Christopher pun menjelaskan perbedaan antara kloning dan forensic imaging. Dalam kloning, salinan dilakukan dengan meng-copy satu file utuh. Sementara dalam forensic imaging, file tersebut juga disalin dengan melakukan bit strip by imaging.
Meskipun Christopher hanya menganalisis salinan barang bukti CCTV hasil forensic imaging, dia memastikan salinan tersebut identik dengan aslinya. Kepastian itu didapat setelah melakukan empat metodologi, yakni hash verification, metadata dan frame analysis, histogram analysis, dan error level analysis.
Hash analysis digunakan untuk memverifikasi kesesuaian file yang asli dengan file yang dianalisis. Metadata analysis digunakan untuk menganalisis jumlah frame dalam video dengan durasi video tersebut. Christopher menyebut jumlah frame dan durasi video yang dianalisisnya identik.
Kemudian, histogram analysis digunakan untuk melihat sedikit banyaknya aktivitas yang terekam dalam frame. Semakin tinggi gelombang pada histogram, maka semakin banyak aktivitas yang terekam.

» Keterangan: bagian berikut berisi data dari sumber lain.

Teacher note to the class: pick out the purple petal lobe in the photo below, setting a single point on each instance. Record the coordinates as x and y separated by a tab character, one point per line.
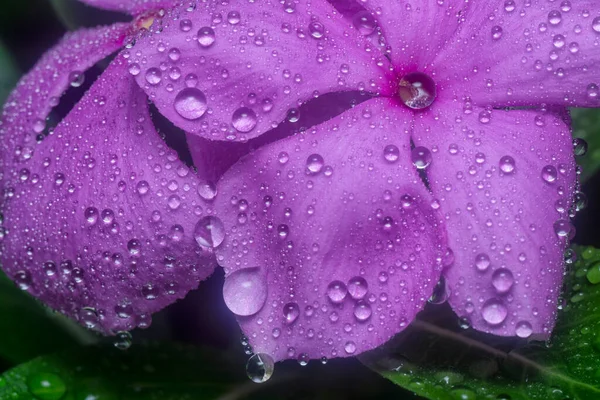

Sementara error analysis data, Christopher menggunakannya untuk melihat keaslian barang bukti, telah diedit atau belum. Dia mengatakan, berdasarkan hasil dari empat metodologi tersebut, dia menyimpulkan rekaman tersebut tidak diedit ataupun disisipi gambar lain.

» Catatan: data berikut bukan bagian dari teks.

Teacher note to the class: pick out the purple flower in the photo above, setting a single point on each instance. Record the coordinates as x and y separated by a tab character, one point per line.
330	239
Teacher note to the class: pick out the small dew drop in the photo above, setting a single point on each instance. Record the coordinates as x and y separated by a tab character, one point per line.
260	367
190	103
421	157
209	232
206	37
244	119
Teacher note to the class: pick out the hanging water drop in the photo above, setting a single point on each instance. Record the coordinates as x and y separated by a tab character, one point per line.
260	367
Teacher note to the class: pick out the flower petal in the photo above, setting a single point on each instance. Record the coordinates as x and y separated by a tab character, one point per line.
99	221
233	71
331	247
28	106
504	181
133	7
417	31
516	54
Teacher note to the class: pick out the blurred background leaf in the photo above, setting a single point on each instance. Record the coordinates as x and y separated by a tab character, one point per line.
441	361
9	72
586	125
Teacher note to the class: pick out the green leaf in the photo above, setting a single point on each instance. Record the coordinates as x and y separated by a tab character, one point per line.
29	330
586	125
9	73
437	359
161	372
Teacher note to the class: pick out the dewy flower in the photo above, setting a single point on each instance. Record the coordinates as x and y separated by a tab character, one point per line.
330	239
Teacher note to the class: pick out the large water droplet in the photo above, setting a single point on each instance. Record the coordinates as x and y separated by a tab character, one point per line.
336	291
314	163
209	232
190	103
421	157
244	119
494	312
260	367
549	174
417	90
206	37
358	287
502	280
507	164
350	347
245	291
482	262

"Kita kan sudah ada empat metode yang saya lakukan, jadi tidak ada (hasil edit)," ucap Christopher.
Sebelumnya, di dalam persidangan, kuasa hukum Jessica Kumala Wongso, mengatakan, tidak mempercayai rekaman CCTV yang dianalisis Christopher karena rekaman tersebut bukan yang asli yang disita penyidik. Kuasa hukum Jessica juga menyebut adanya kemungkinan gambar yang direkayasa.